I disagree. It makes the assassin reactively dangerous when they, perhaps more than any other class, should be proactively dangerous. An assassin, a "blade in the dark", is at their strongest when you have no idea they're there. If you're facing them and swinging a sword at them, that is... exactly the opposite of that. When that regrettable situation occurs, it's not time for the assassin to strike, it's time for them to back off and think about a new plan. So something like "move half your speed without provoking opportunity attacks" would be a fitting reaction. But a riposte? That's for battlemasters and berserkers who stride boldly into the melee and dare you to come at them bro.
Eh, I'm done with this particular argument. The entire notion that assassins should be made to run away and find shadows to strike from is bunk, IMO. Assassins should be trained to fight, because no plan is so perfect that it cannot fail, and fights
will happen, even to the absolute apex paragon of assassination. Period. You don't fail to kill your target simply because the vaguries of luck and timing caused them to see you before you were able to strike the killing blow from hiding. You train in efficient killing well enough that their every move against you creates opportunities for you to kill them.

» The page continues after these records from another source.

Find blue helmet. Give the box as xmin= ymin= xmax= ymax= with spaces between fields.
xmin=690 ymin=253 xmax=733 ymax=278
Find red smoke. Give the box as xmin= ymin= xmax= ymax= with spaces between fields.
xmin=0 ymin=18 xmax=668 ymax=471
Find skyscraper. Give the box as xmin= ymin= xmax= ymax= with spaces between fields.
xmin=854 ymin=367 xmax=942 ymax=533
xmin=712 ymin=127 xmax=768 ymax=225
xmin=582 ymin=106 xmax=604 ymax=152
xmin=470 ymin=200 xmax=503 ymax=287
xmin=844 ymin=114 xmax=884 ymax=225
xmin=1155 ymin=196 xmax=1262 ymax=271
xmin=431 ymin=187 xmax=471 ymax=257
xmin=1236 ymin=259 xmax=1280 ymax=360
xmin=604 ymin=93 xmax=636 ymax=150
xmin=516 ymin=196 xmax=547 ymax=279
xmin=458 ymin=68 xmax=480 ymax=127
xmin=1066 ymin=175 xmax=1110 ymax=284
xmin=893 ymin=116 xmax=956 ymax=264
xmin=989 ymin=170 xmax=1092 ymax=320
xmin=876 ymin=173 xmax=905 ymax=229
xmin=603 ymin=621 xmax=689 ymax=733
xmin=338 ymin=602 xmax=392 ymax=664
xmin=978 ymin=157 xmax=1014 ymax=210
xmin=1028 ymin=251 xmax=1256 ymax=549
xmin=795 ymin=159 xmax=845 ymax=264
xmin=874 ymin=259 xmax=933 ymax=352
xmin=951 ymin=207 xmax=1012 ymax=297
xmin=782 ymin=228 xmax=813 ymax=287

And "reactive" deadliness isn't counter to "proactive" deadliness, even in balance terms. What matters in balance terms is deadliness over the course of a round, combat, and day.
Watch John Wick, or Jason Bourne, or any other assassin movie. When an enemy or mark tries to attack them, they counter and the enemy or mark dies. Often, the counter and the killing stroke are basically the same motion.
There is no such thing as "not getting in fights". The assassin is deadly in or out of a fight. THey're deadly when put on the defensive, and when allowed the offensive.
Assassins should be even deadlier when they can watch and wait and strike at the perfect moment, which is what Shrouds do. They should
also be deadly the rest of the time.